Oxygen Supplies Blocking Threatens Thousands of Gaza Patients

Gaza Herald – Every day, Palestinian citizen Bilal races against time, carrying an oxygen cylinder on his exhausted shoulders and walking long distances in a difficult journey to save his 60-year-old father, Alaa Al-Harrani, who now feels death is closer than ever.

Under the shade of a tent in the Mawasi area of Khan Younis, Alaa Al-Harrani waits desperately for a dose of air that might grant him enough breath to continue living.

Speaking in a broken voice weakened by illness and shortness of breath, Alaa says: “Sometimes I wish for death because of the exhaustion and pain. I feel as though someone is pulling the air away from me. If the oxygen is delayed even for an hour or less, I will be gone.”

This is the reality of thousands of patients who fight every day for a single breath under a suffocating siege that narrows every life path and weighs heavily on their final breaths.

Emergency Rooms and Deadly Waiting

Inside emergency rooms, the tragedy appears even harsher. Nurse Bahaa Al-Nims recounted the case of a kidney failure patient whose oxygen saturation dropped to 69%, forcing medical teams to connect him to a temporary manual oxygen cylinder while waiting for his turn for emergency dialysis in a desperate attempt to keep him alive.

Scenes like this have become a daily reality inside Gaza’s hospitals, where treatment has turned into a race against time and oxygen cylinders have become the last hope for survival.

Patients no longer fear death alone; they fear the moment the oxygen stops, the moment their final breath could become another number added to the long record of war victims.

Oxygen Stations.. Another Target of War

Israeli bombardment has not been limited to homes and infrastructure, but has extended to the lifeline of hospitals themselves.

According to Gaza’s Ministry of Health, Israeli occupation forces have destroyed 22 oxygen stations out of a 34 that once supplied hospitals with medical oxygen. The remaining stations continue to operate intermittently amid severe exhaustion and a critical shortage of spare parts, which Israel has blocked from entering Gaza for the past two and a half years.

This shortage does not simply mean damaged equipment; it practically means threatening the lives of thousands of patients whose breathing depends on these stations, from intensive care patients to premature infants inside incubators.

“A Death Sentence” Haunting Patients

Inside Nasser Medical Complex, maintenance official Ismail Abu Nimer confirmed that the continued breakdown of oxygen stations has cast catastrophic consequences over operating rooms, intensive care units, maternity wards, and neonatal incubators, where newborn babies rely on a constant oxygen supply to stay alive.

Primitive Attempts to Save Lives

For his part, Dr. Khalil Al-Daqran, spokesperson for Al-Aqsa Martyrs Hospital, said that Israel has systematically and directly targeted Gaza’s healthcare system since the beginning of the war.

He explained that the remaining oxygen stations have been attacked for more than two and a half years without any real maintenance due to the ban on spare parts, leaving them vulnerable to sudden shutdown at any moment, something he described as “a death sentence” for thousands of patients.

Facing this collapse, medical teams have resorted to primitive methods, most notably manually transporting oxygen cylinders from one hospital to another.

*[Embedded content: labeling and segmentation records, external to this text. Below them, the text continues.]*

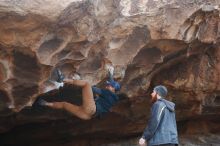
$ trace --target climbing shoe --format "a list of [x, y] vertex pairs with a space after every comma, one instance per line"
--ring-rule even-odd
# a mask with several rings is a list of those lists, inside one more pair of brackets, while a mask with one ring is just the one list
[[57, 76], [56, 81], [58, 83], [62, 83], [65, 78], [64, 74], [59, 69], [56, 69], [55, 72], [56, 72], [56, 76]]

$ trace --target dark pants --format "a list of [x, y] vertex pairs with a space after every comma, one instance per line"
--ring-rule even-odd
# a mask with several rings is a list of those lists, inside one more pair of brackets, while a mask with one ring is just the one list
[[154, 146], [178, 146], [177, 144], [160, 144], [160, 145], [154, 145]]

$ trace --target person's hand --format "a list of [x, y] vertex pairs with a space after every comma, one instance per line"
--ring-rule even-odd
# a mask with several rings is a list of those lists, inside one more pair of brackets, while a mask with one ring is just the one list
[[71, 84], [72, 81], [73, 81], [73, 80], [71, 80], [71, 79], [64, 79], [64, 80], [63, 80], [63, 83], [64, 83], [64, 84]]
[[145, 144], [146, 144], [146, 140], [145, 140], [144, 138], [140, 138], [140, 139], [139, 139], [139, 144], [140, 144], [141, 146], [145, 145]]

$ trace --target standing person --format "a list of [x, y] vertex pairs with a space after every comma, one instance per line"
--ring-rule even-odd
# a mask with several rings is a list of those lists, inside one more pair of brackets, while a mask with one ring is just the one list
[[[141, 146], [175, 146], [178, 145], [178, 134], [175, 118], [175, 104], [164, 98], [167, 95], [165, 86], [156, 86], [151, 93], [151, 116], [148, 126], [139, 139]], [[147, 141], [147, 142], [146, 142]]]
[[110, 108], [119, 100], [116, 91], [120, 90], [120, 84], [113, 79], [114, 68], [110, 67], [108, 71], [109, 80], [106, 82], [105, 89], [91, 86], [85, 80], [63, 79], [63, 75], [59, 71], [59, 82], [61, 82], [60, 78], [62, 78], [64, 83], [82, 87], [82, 105], [77, 106], [68, 102], [47, 102], [45, 100], [40, 100], [39, 104], [53, 109], [66, 110], [83, 120], [101, 116], [109, 112]]

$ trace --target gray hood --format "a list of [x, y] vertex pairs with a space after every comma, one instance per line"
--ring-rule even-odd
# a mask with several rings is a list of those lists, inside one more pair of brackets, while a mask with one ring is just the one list
[[159, 100], [162, 101], [167, 106], [169, 111], [171, 111], [171, 112], [175, 111], [175, 104], [173, 102], [170, 102], [166, 99], [159, 99]]

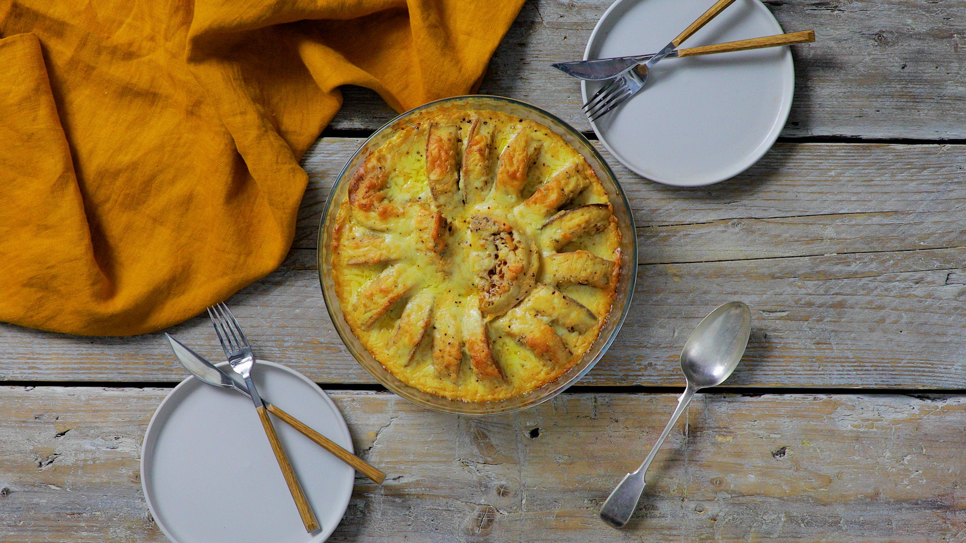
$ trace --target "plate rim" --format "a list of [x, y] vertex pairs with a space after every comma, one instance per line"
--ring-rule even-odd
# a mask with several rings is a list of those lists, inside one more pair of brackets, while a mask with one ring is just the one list
[[[590, 37], [587, 38], [587, 44], [583, 48], [583, 60], [590, 60], [591, 49], [598, 44], [597, 41], [603, 40], [607, 34], [606, 31], [603, 30], [605, 23], [607, 23], [611, 16], [615, 16], [612, 15], [612, 14], [617, 8], [624, 5], [625, 3], [631, 3], [631, 2], [639, 3], [646, 1], [648, 0], [615, 0], [615, 2], [611, 4], [611, 6], [601, 15], [600, 19], [597, 20], [597, 24], [594, 25], [594, 29], [593, 31], [591, 31]], [[784, 32], [784, 30], [781, 28], [781, 23], [779, 23], [777, 18], [775, 18], [775, 14], [772, 14], [771, 10], [769, 10], [768, 7], [765, 6], [763, 2], [761, 2], [761, 0], [750, 0], [750, 1], [755, 5], [756, 9], [763, 10], [763, 12], [768, 14], [770, 22], [774, 23], [775, 27], [778, 29], [777, 32], [778, 34]], [[612, 26], [612, 24], [613, 24], [612, 22], [608, 23], [608, 26]], [[794, 101], [795, 98], [795, 64], [791, 56], [790, 47], [789, 49], [786, 49], [784, 62], [782, 64], [783, 64], [782, 67], [783, 79], [785, 80], [786, 83], [785, 85], [786, 90], [781, 97], [782, 103], [781, 106], [781, 110], [779, 111], [779, 114], [775, 117], [775, 122], [772, 124], [771, 130], [768, 132], [767, 136], [762, 139], [761, 144], [754, 150], [754, 152], [749, 154], [744, 160], [737, 162], [736, 167], [732, 167], [727, 170], [724, 170], [723, 168], [718, 168], [716, 171], [719, 172], [724, 171], [725, 173], [724, 175], [719, 174], [717, 176], [711, 176], [712, 177], [711, 181], [702, 181], [700, 183], [687, 183], [687, 182], [682, 183], [678, 180], [661, 178], [661, 176], [655, 176], [650, 173], [647, 173], [642, 169], [639, 169], [637, 166], [632, 165], [631, 163], [629, 163], [629, 161], [625, 160], [620, 154], [616, 153], [611, 148], [611, 144], [608, 142], [608, 139], [604, 137], [604, 135], [601, 133], [601, 130], [598, 129], [596, 123], [594, 123], [593, 121], [589, 121], [590, 128], [594, 130], [594, 133], [597, 134], [597, 139], [600, 140], [602, 145], [604, 145], [604, 148], [607, 149], [608, 152], [611, 153], [611, 155], [614, 158], [616, 158], [618, 162], [623, 164], [626, 168], [628, 168], [632, 172], [643, 177], [644, 179], [653, 181], [655, 183], [660, 183], [661, 185], [667, 185], [669, 186], [707, 186], [709, 185], [721, 183], [723, 181], [726, 181], [741, 174], [745, 170], [754, 165], [758, 160], [760, 160], [761, 157], [764, 157], [765, 154], [768, 153], [768, 151], [770, 151], [771, 148], [775, 145], [775, 142], [781, 135], [781, 130], [788, 123], [788, 116], [791, 113], [791, 104]], [[581, 98], [582, 99], [582, 102], [586, 103], [587, 82], [583, 80], [581, 81]]]
[[[348, 444], [343, 444], [343, 443], [338, 443], [338, 444], [340, 446], [344, 447], [349, 452], [352, 452], [352, 453], [355, 454], [355, 447], [353, 445], [352, 434], [350, 434], [350, 432], [349, 432], [349, 425], [346, 423], [346, 418], [345, 418], [345, 416], [342, 415], [342, 412], [339, 410], [338, 406], [335, 405], [335, 402], [332, 401], [332, 398], [330, 398], [328, 396], [328, 393], [327, 393], [326, 390], [324, 390], [321, 386], [318, 386], [318, 384], [316, 384], [314, 381], [310, 380], [308, 377], [305, 377], [301, 373], [299, 373], [299, 372], [298, 372], [298, 371], [296, 371], [296, 370], [294, 370], [294, 369], [292, 369], [292, 368], [290, 368], [290, 367], [288, 367], [288, 366], [286, 366], [284, 364], [280, 364], [278, 362], [273, 362], [271, 360], [264, 360], [262, 358], [256, 358], [256, 363], [258, 363], [258, 364], [264, 364], [264, 365], [267, 365], [267, 366], [270, 366], [270, 367], [273, 367], [275, 369], [279, 369], [279, 370], [288, 372], [289, 374], [291, 374], [291, 375], [298, 378], [300, 381], [302, 381], [306, 385], [310, 385], [314, 390], [318, 391], [319, 394], [322, 397], [322, 400], [337, 415], [337, 419], [338, 419], [338, 422], [339, 422], [339, 428], [341, 429], [341, 432], [342, 432], [342, 438], [344, 438], [343, 443], [348, 443]], [[221, 367], [221, 366], [224, 366], [226, 364], [228, 364], [228, 362], [227, 361], [223, 361], [223, 362], [215, 363], [214, 365], [218, 366], [218, 367]], [[157, 528], [158, 528], [158, 529], [161, 530], [161, 533], [163, 533], [165, 537], [167, 537], [169, 540], [171, 540], [172, 543], [182, 543], [182, 541], [180, 539], [178, 539], [177, 537], [175, 537], [174, 534], [171, 533], [171, 531], [167, 529], [167, 527], [164, 526], [164, 522], [161, 520], [163, 517], [160, 517], [160, 516], [157, 515], [157, 511], [156, 511], [156, 508], [155, 506], [155, 503], [153, 503], [152, 500], [151, 500], [151, 492], [148, 490], [148, 484], [149, 484], [148, 480], [149, 480], [149, 477], [147, 476], [147, 473], [146, 473], [146, 471], [145, 471], [145, 466], [147, 466], [147, 464], [149, 463], [148, 462], [149, 457], [154, 456], [154, 453], [152, 452], [153, 447], [149, 448], [149, 443], [152, 445], [155, 443], [156, 443], [157, 437], [156, 436], [152, 436], [152, 430], [155, 429], [156, 423], [156, 424], [160, 424], [159, 415], [164, 411], [164, 409], [166, 407], [168, 407], [168, 403], [169, 402], [171, 402], [172, 404], [174, 404], [177, 401], [180, 401], [180, 398], [179, 399], [175, 399], [176, 396], [183, 396], [185, 394], [190, 393], [190, 390], [188, 390], [188, 391], [185, 391], [185, 390], [187, 390], [187, 388], [189, 388], [190, 386], [192, 386], [192, 385], [191, 385], [192, 382], [194, 382], [193, 386], [204, 386], [204, 385], [208, 385], [207, 383], [203, 383], [201, 380], [197, 379], [194, 376], [189, 376], [189, 377], [185, 378], [184, 381], [182, 381], [181, 383], [179, 383], [178, 385], [176, 385], [175, 387], [172, 388], [171, 391], [168, 392], [168, 394], [166, 396], [164, 396], [164, 399], [161, 400], [161, 403], [157, 405], [157, 408], [155, 410], [155, 413], [151, 415], [151, 420], [148, 422], [148, 427], [144, 431], [144, 438], [143, 438], [143, 440], [141, 442], [141, 461], [140, 461], [140, 467], [139, 467], [139, 472], [138, 472], [139, 474], [140, 474], [140, 477], [141, 477], [141, 492], [144, 494], [144, 500], [148, 504], [148, 511], [151, 513], [151, 517], [155, 520], [155, 524], [157, 525]], [[173, 409], [173, 408], [171, 408], [171, 409]], [[331, 439], [331, 438], [329, 438], [329, 439]], [[150, 442], [149, 442], [149, 440], [150, 440]], [[338, 443], [337, 440], [332, 440], [332, 441]], [[336, 504], [336, 507], [334, 507], [335, 509], [339, 510], [339, 513], [337, 515], [337, 517], [339, 519], [338, 522], [333, 523], [331, 527], [323, 527], [322, 531], [320, 531], [316, 536], [314, 536], [312, 539], [310, 539], [309, 543], [323, 543], [324, 541], [327, 540], [332, 535], [332, 533], [335, 531], [335, 529], [338, 528], [338, 526], [340, 524], [342, 524], [342, 519], [345, 517], [346, 511], [349, 509], [349, 502], [352, 500], [353, 491], [355, 490], [355, 470], [350, 470], [349, 473], [350, 473], [350, 476], [351, 476], [350, 484], [348, 486], [349, 492], [346, 494], [345, 500], [342, 500], [343, 503], [341, 504], [341, 506], [339, 506], [339, 505]]]

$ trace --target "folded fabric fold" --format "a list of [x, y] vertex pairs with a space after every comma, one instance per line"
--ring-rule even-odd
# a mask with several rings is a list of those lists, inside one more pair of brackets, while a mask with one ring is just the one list
[[522, 4], [0, 0], [0, 321], [145, 333], [270, 273], [339, 87], [466, 94]]

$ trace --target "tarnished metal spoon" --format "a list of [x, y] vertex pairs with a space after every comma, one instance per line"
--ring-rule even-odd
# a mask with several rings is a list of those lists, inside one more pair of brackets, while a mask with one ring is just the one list
[[651, 465], [674, 423], [691, 403], [695, 392], [705, 386], [721, 385], [731, 375], [745, 354], [751, 333], [752, 312], [741, 301], [725, 303], [698, 323], [681, 351], [681, 371], [684, 372], [688, 385], [677, 400], [677, 408], [644, 462], [639, 468], [624, 475], [624, 479], [604, 502], [601, 507], [604, 522], [622, 528], [631, 520], [638, 500], [640, 500], [640, 493], [644, 491], [647, 467]]

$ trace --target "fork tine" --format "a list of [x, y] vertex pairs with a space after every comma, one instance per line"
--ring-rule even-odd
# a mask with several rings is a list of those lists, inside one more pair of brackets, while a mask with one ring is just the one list
[[634, 93], [631, 92], [631, 89], [625, 87], [624, 91], [621, 92], [619, 95], [615, 96], [613, 100], [611, 100], [610, 103], [601, 106], [601, 108], [599, 108], [595, 113], [593, 113], [593, 115], [589, 115], [590, 120], [596, 121], [597, 119], [600, 119], [614, 107], [617, 107], [618, 105], [627, 101], [627, 100], [632, 96], [634, 96]]
[[235, 333], [231, 321], [229, 321], [228, 317], [225, 315], [225, 307], [224, 303], [216, 303], [214, 304], [214, 312], [218, 314], [218, 320], [221, 323], [222, 329], [225, 330], [225, 336], [227, 337], [228, 334], [231, 334], [232, 340], [229, 341], [229, 343], [231, 343], [232, 348], [238, 352], [242, 350], [242, 342], [239, 341], [238, 334]]
[[634, 93], [628, 92], [625, 96], [621, 97], [619, 100], [614, 100], [614, 102], [611, 103], [607, 109], [605, 109], [604, 111], [601, 111], [600, 113], [598, 113], [595, 117], [593, 117], [590, 120], [591, 121], [596, 121], [597, 119], [600, 119], [601, 117], [607, 115], [608, 112], [610, 112], [614, 107], [617, 107], [618, 105], [620, 105], [620, 104], [624, 103], [625, 101], [627, 101], [628, 99], [630, 99], [633, 96], [634, 96]]
[[228, 318], [230, 319], [230, 323], [233, 326], [232, 333], [235, 333], [237, 331], [238, 334], [239, 334], [239, 338], [241, 339], [242, 347], [242, 348], [248, 347], [248, 338], [245, 337], [244, 336], [244, 332], [242, 331], [242, 326], [239, 325], [238, 319], [235, 318], [235, 314], [232, 313], [232, 310], [229, 309], [228, 305], [226, 305], [224, 302], [222, 302], [220, 305], [221, 305], [222, 312], [228, 315]]
[[604, 94], [604, 91], [605, 91], [605, 90], [607, 90], [607, 88], [608, 88], [608, 87], [610, 87], [610, 86], [611, 86], [611, 85], [612, 85], [612, 84], [613, 84], [613, 81], [611, 80], [611, 81], [610, 81], [610, 82], [609, 82], [609, 83], [608, 83], [607, 85], [601, 85], [601, 88], [597, 89], [597, 92], [596, 92], [596, 93], [594, 93], [594, 96], [590, 97], [590, 100], [588, 100], [586, 101], [586, 103], [584, 103], [584, 104], [583, 104], [583, 105], [582, 105], [581, 107], [582, 107], [582, 108], [586, 109], [586, 108], [587, 108], [587, 105], [590, 105], [590, 103], [591, 103], [592, 101], [594, 101], [595, 100], [597, 100], [597, 97], [599, 97], [599, 96], [601, 96], [602, 94]]
[[213, 311], [212, 311], [211, 307], [208, 308], [208, 318], [212, 320], [212, 326], [214, 327], [214, 333], [217, 334], [218, 336], [218, 343], [221, 344], [221, 350], [225, 352], [226, 357], [231, 357], [231, 354], [234, 350], [228, 343], [225, 342], [225, 338], [227, 337], [228, 332], [225, 331], [224, 336], [221, 335], [221, 330], [218, 329], [218, 325], [220, 324], [218, 321], [218, 317]]
[[631, 89], [627, 86], [627, 83], [621, 84], [619, 90], [614, 90], [614, 92], [611, 93], [610, 96], [608, 96], [607, 100], [599, 102], [597, 105], [593, 107], [593, 109], [587, 111], [587, 117], [590, 117], [591, 121], [596, 119], [597, 117], [600, 116], [600, 112], [604, 108], [611, 105], [614, 100], [620, 100], [621, 97], [627, 95], [630, 92]]
[[610, 90], [597, 100], [597, 103], [593, 107], [587, 109], [587, 115], [593, 115], [596, 111], [600, 111], [601, 108], [606, 107], [607, 104], [613, 100], [614, 97], [623, 93], [627, 90], [627, 81], [623, 76], [614, 79], [613, 84], [611, 85]]
[[610, 83], [602, 87], [601, 90], [597, 91], [597, 94], [595, 94], [593, 98], [588, 100], [587, 102], [583, 104], [583, 110], [587, 111], [593, 109], [594, 106], [600, 102], [600, 100], [606, 100], [608, 95], [612, 93], [615, 89], [617, 89], [617, 87], [619, 87], [622, 84], [623, 81], [621, 80], [620, 77], [611, 80]]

These temporary solutions fail to meet even the minimum actual needs, especially in neonatal and intensive care units.

Urgent Appeal

Al-Daqran stressed that the limited medical aid Israel allows into Gaza remains insufficient and non-essential, while blocking what he described as the “vital nerves” of hospitals, including oxygen stations, electricity generators, and imaging equipment.

He issued an urgent appeal to mediators, humanitarian organizations, and the international community to pressure for the immediate entry of medical equipment and spare parts, emphasizing that every hour of delay means the loss of more lives.

Thus, in Gaza, a silent war continues that is no less cruel than the bombardment itself,a war in which life is reduced to breaths slowly pulled from the chests of patients, infants, and the elderly amid the near-total collapse of the oxygen system inside exhausted and besieged hospitals.